During the Victorian era of the 1800s, there was a realisation that the heritage of Scotland was being forgotten and along with it the tartan patterns used before the '45 uprising. A period of romanticism of Scotland's past began, fed by Sir Walter Scott's Waverley novels written in the eraly part of the 18th century. The Scottish romanticism trend was bolstered by the visit to Edinburgh of George IV in 1822 and by Sir Walter Scott's statement, as the visit's manager, "Let every man wear his tartan." Queen Victoria gave considerable encouragement to the movement fueling both a deluge of historical Scottish fantasy and fact.
The interest in Scottish lore lead to institutional and individual efforts to preserve tartan designs. Tartans were reconstructed from portraits, collected on pilgrimages, discovered in mill's sample books, demanded from clan chiefs, and recovered from weaver's notes. The significance of tartan as national dress created clan tartans for every "name," even those that previously had none. The identification of clans with tartan patterns became a successful concept. By the end of the 19th century all the recognized clans had their tartans, be they Highland or Lowland. These were often supplemented by hunting tartans of subdued character and dress tartans which were brighter.
As the catalyst in the rediscovery of Scotland's heritage, Sir Walter Scott had several of his own designs. The Scott clan, one of the dominant families in the Borders, has several tartans even though tartan is most often associated with Highland dress.
A tartan may be called something like "Ancient Red Scott" which looks different from a "modern" one of the same name and number. However, the pattern remains the same since it is just the shade of thread that differs. There are no explicit standards for the themes of colour use for these tartan types; the colours are chosen by experience by weavers or by thread suppliers.

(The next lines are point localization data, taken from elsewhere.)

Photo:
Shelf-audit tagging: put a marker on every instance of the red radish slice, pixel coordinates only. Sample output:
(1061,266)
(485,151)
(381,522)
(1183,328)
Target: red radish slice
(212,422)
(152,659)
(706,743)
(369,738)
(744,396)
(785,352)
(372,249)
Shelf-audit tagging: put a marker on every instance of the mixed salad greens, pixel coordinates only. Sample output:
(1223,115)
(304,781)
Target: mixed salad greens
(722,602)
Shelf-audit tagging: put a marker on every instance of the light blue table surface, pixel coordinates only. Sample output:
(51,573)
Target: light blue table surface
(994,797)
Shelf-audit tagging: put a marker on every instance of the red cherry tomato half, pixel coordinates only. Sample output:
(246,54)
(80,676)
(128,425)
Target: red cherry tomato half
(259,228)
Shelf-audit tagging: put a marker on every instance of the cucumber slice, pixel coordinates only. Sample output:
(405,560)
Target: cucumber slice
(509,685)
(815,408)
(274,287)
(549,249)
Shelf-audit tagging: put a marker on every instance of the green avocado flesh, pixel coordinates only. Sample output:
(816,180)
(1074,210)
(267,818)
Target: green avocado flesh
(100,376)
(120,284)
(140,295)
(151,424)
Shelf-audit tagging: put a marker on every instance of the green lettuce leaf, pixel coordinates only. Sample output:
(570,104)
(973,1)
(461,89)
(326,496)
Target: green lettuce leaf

Ancient colours have nothing to do with a tartan being old, but is an attempt to approximate the vegetable dyes that were originally used to make tartan cloth. The system of ancient colours came into being around 1960. Modern colours relate to the bright shades that were first popular when synthetic aniline dyes were introduced. In those days, only the rich could afford some strong colours and so it was fashionable to be able to do likewise. Reproduction or Weathered colours go further than ancient colours by attempting the effect produced by vegetable dyes after they had naturally faded. The Weathered Version came about after a piece of (McDonald) tartan was found at Culloden after being buried for 200+ years. The discoloration to brown tones was due to the peat and effects of weather. Muted colours are another, duller form of ancient colours but not always resembling reproduction colours. The Dress or white background tartans are a direct result of Queen Victoria having the Stewart Dress made for herself which then became popular in other tartans.
There are groups who document and register tartans. Until the 1960s, tartans were only documented though published books and mill catalogues. The Scottish Tartans World Register, the Scottish Tartans Society (now defunct) and the Scottish Tartans Authority all record established tartan setts (patterns). The Scott Tartan pages are a compilation from these sources, vendors, and published materials. The tartan numbers for each tartan are generally the same with the Scottish Tartans World Register and the Scottish Tartans Society adding a WR or ST prefix.
The Scottish Register of Tartans was set up by an Act of the Scottish Parliament in 2008 and contains thousands of tartan designs, which are free for you to search and reference.
In addition to containing tartan designs registered with the Scottish Register of Tartans since its ilaunch on 5 February 2009, also incorporates pre-existing tartan designs that were included in the databases held by the earlier Scottish Tartans Authority and the Scottish Tartans World Register.